23日福岡高裁で開かれた控訴審判決で、水俣病と認められなかった原告らが24日熊本県庁を訪れ、県との交渉に臨みました。
この裁判は、水俣病胎児性患者と同じ世代の60代から70代の男女7人が熊本、鹿児島両県に水俣病と認定するよう求めたものです。
福岡高裁は、23日の控訴審判決で「原告が訴えている症状は他の疾患の可能性があり水俣病に罹患しているとは認められない」として一審の熊本地裁同様、原告全員の訴えを退けました。

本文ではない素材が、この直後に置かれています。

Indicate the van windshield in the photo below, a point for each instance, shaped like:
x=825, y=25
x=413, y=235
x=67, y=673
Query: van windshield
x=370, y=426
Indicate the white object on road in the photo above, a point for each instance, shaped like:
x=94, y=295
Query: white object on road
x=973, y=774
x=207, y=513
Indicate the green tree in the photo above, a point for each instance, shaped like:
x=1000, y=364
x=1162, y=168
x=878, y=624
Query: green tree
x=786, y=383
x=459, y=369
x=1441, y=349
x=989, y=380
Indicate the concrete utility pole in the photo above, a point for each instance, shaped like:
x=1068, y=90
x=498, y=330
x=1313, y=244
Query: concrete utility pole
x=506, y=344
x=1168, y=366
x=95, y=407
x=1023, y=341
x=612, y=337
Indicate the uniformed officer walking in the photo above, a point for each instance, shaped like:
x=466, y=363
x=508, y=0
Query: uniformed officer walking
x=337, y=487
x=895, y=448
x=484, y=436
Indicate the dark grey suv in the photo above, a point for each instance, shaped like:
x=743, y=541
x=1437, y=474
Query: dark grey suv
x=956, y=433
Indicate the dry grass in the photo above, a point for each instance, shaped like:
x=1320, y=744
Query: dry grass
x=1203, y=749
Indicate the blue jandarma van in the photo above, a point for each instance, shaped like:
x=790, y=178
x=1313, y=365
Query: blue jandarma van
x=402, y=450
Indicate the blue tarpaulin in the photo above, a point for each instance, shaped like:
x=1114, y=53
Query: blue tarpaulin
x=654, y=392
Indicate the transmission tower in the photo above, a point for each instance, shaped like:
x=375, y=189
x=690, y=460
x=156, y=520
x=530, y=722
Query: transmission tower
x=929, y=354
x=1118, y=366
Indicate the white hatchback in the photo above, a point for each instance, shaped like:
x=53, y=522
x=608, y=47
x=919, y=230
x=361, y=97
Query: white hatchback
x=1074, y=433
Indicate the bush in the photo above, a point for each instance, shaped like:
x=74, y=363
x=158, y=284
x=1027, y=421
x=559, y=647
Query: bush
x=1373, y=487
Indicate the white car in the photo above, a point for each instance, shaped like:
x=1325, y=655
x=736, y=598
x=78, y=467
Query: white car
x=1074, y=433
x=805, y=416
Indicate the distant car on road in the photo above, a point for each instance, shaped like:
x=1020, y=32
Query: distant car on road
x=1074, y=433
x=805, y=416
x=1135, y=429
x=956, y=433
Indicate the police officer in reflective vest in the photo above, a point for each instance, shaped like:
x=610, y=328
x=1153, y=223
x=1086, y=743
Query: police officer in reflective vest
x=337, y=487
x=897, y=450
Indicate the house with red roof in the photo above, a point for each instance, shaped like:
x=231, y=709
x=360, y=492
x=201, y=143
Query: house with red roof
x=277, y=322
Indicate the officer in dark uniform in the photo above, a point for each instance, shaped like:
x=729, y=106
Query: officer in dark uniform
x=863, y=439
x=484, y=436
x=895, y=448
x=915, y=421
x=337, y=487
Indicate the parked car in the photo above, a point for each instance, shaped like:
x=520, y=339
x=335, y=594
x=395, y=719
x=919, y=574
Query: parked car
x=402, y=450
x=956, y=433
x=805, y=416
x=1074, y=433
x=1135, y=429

24日は原告や代理人弁護士など約20人が熊本県庁を訪問。応対した県の担当課の職員に対し、「患者の救済よりも裁判で勝つことを優先しているのではないか」と
県の姿勢を質しました。
【原告 佐藤英樹代表】
「県は水俣病をどうとらえているのかそれを聞きたい」
【妻・佐藤 スエミさん】
「水俣病の症状を無視して他の病気のせいにして水俣病とは認めないのはおかしい
許せない」「ニセ患者と言えますか、差別しないでください」
【県水俣病審査課 西浦 課長補佐】
「苦痛や訴え、決して嘘だと思っていない。水俣病に罹患しているかの観点で調べ
最終的には罹患していないと判断した。偽りだとは思っていない」
その一方で、県側は原告側からの具体的な質問について「裁判中でありコメントは
差し控えたい」との発言を繰り返しました。